Il travaille dans le privé, en Île-de-France, pas un salaire de ministre, un salaire de type qui a fait sa place, qui a élevé ses enfants, qui a toujours été à jour, trop pour les aides, juste assez pour tout financer, la classe moyenne que l’État connaît par cœur, celle qu’on prélève d’abord.
Il a récemment dû avancer pour son bilan de santé, rien de grave, juste les dents, sa mutuelle a suivi, un peu, la Sécu moins qu’avant. À la pharmacie, il a regardé la vignette d’un traitement qu’il prend de temps en temps, le taux a bougé, rien de ruinant, juste cette impression de se faire grignoter.
On commence à cotiser vraiment pour de moins en moins de service, c’est ça qui rend fou, ce n’est pas que le pays n’a plus d’argent, c’est qu’on choisit où on coupe, et on coupe toujours du même côté.

Autour de lui, les conversations se ressemblent, le collègue qui attend trois mois pour un spécialiste, la voisine dont la mutuelle a encore augmenté, le cousin qui renonce à changer ses lunettes cette année. Personne ne parle de modèle social dans ces discussions, on parle de fiche de paie, de reste à charge, de rendez-vous introuvables.

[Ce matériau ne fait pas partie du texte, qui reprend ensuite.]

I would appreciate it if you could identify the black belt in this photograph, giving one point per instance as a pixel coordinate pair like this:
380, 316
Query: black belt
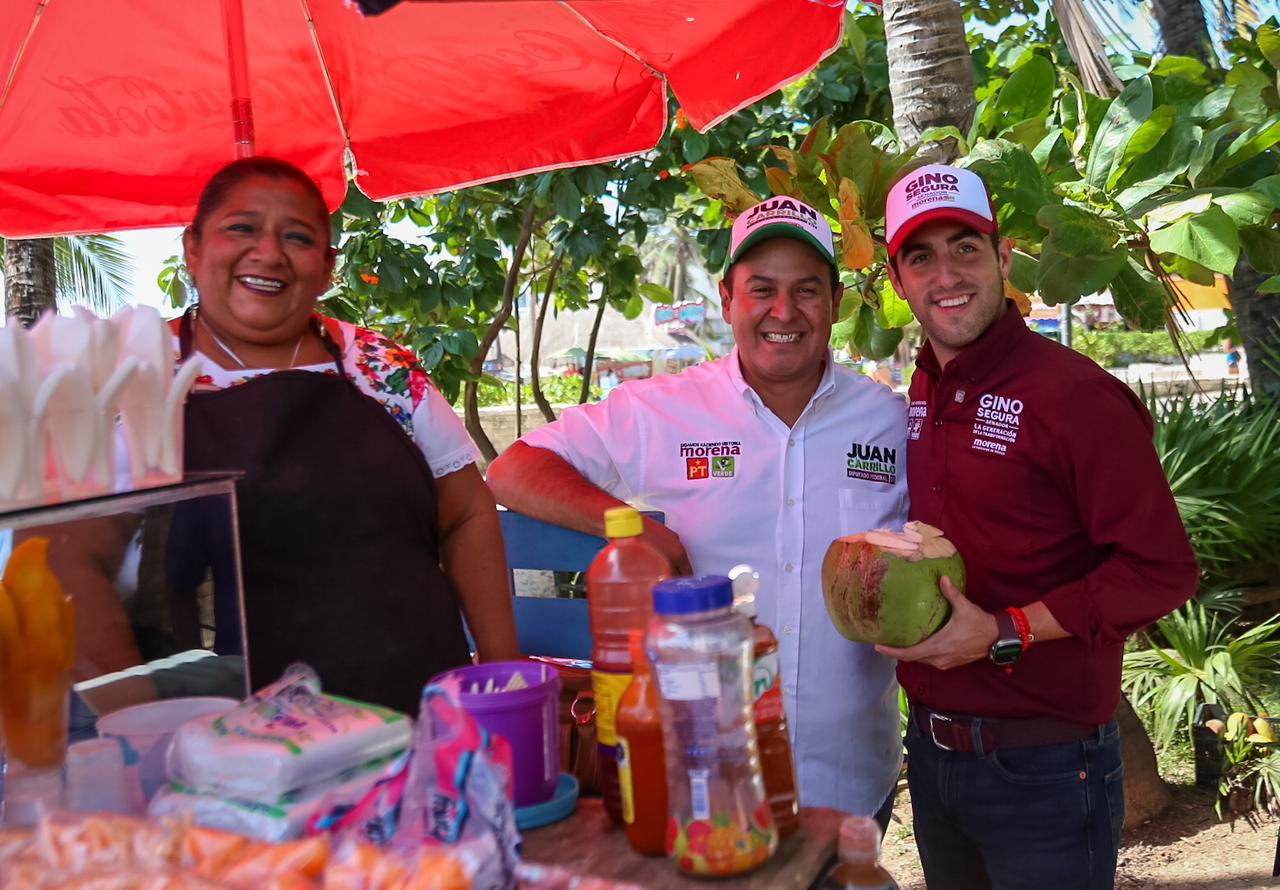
982, 735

Xavier n’est pas contre soigner les gens, il le répète, il ne veut pas qu’on laisse quelqu’un mourir dans la rue. Ce qu’il ne digère plus, c’est l’inversion, ceux qui tiennent le système à bout de bras voient le panier de soins se rétrécir, ceux qui n’ont jamais versé une cotisation sur une fiche de paie française gardent un accès que l’État n’ose pas rouvrir, et on lui explique ensuite qu’il faut faire un effort.
Il referme les papiers, demain, il retourne au travail, la cotisation partira encore, automatiquement, sans qu’il ait à signer, comme un prélèvement qu’on n’a plus le droit de discuter.
Ce n’est plus de la solidarité, dit-il, c’est un hold-up en cravate, on te prend l’argent parce que tu travailles, ensuite on te dit que le service n’est plus tenable, et on trouve toujours de l’argent pour ce qu’on n’a pas le droit de toucher.
Il n’attend pas de révolution, juste que quelqu’un, un jour, arrête de lui expliquer que c’est normal, que ceux qui paient depuis trente ans aient encore le droit de se soigner sans avoir l’impression d’être les dindons de la farce.
En attendant, Xavier fera comme toute sa génération, il paiera, il râlera dans la cuisine, et il ira travailler lundi, parce que c’est ce que font les gens comme lui, même quand ils ont le sentiment de se faire braquer.